Hal böyle olunca gençler için yazdığı Gökçe’nin Yolu, hayatın hakikatini hayallerin cümlesine eklemesiyle yine dünyanın ve doğanın sesine kulak vermemiz için sağlam bir durak.
İşte böylesi bir tanışıklık ile karşılıyor bizi Gökçe. Büyürken fark edemediklerimiz ve hatta büyüdükten sonra kalan ağrılarla baş etmeye çalıştıklarımız ile yüzleştiriyor. Bu nedenle sadece gençlik romanı değil. Gökçe’nin Yolu, hepimizin uzun ve sancılı devam eden büyüme yolu bir bakıma, hâlâ. Zamanı daha geniş ve sınırlandırılmamış bir evrende, Gökçe’nin yolunda rastladıklarından öğreneceğimiz çok şeyin olduğu muhakkak.
Annesi ve babası arasında yaşanan gerginlikten huzursuz ve mutsuz olan Gökçe, yaz tatilini annesinin halası Maya Hala’nın yanında geçirmeye karar veriyor.
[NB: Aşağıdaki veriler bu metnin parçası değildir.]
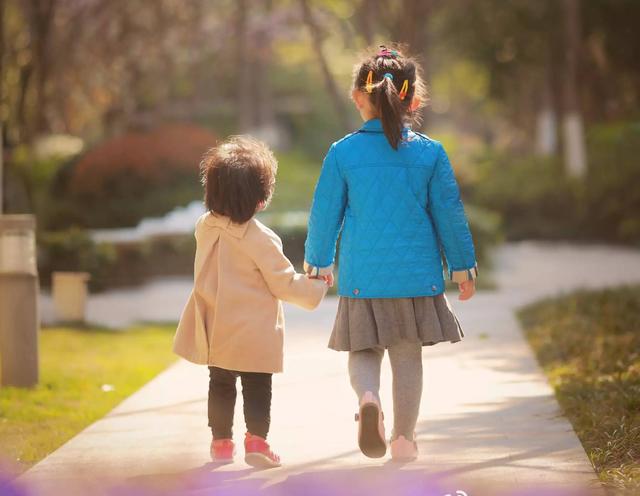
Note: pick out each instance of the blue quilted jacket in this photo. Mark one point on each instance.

Telefonun, internetin hatta elektriğin olmadığı köye gitmek için yola çıktığında başına geleceklerden habersiz ve tıpkı otobüste okuduğu Unutulmuş Viking Masalları’nda ninesinin krala söylediği gibi “dünyanın en mutlu köyü, dönme ihtiyacı duyduğun köyüdür” duygusunu henüz tatmamış bir çocuk. Salur Köyü’nde doğanın şifalı hikmetiyle çevrelediği masalsı dünyanın toprağına ayak basmasıyla gördükleri ve hissettikleri yaşadığı dünyanın hakikatini anlaması için efsunlu bir yol gösterici oluyor. Maya Hala, Gökçe’nin ruhuna ve aklına bilgeliğiyle maya çalarken annesinin karnındaki suyun içindeki haline, özüne korkusuzca dokunmayı öğretiyor. Doğanın kimi zaman sesle kimi zaman sessizlikle sarmaladığı taşına, toprağına, suyuna, ağacına uzun mektuplar bırakıyor Maya Hala.
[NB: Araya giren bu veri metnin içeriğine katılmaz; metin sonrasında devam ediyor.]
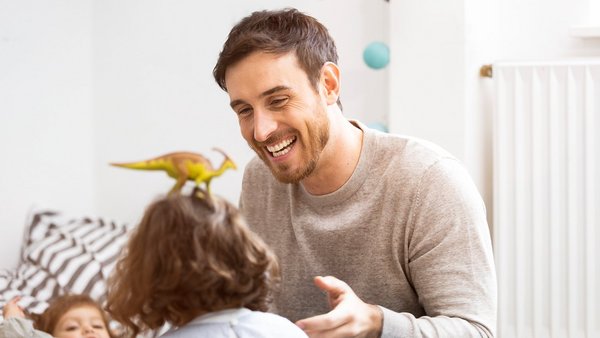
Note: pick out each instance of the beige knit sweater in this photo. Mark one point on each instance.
(407, 232)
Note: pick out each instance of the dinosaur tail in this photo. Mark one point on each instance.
(143, 165)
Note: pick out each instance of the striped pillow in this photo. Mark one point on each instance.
(61, 255)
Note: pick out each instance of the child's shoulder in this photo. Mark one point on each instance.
(241, 322)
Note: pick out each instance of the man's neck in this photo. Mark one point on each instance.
(338, 160)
Harfle değil varlığıyla, cümleyle değil birden yok oluşuyla bıraktığı bu mektupları bulan Gökçe, hayata değer vermeyi, kendi gücüne inanmayı, vicdanını tanımayı, hayatta kalmanın gizli şifrelerini bulmayı, kötülüklerle nasıl baş edilmesi gerektiğini okuyor.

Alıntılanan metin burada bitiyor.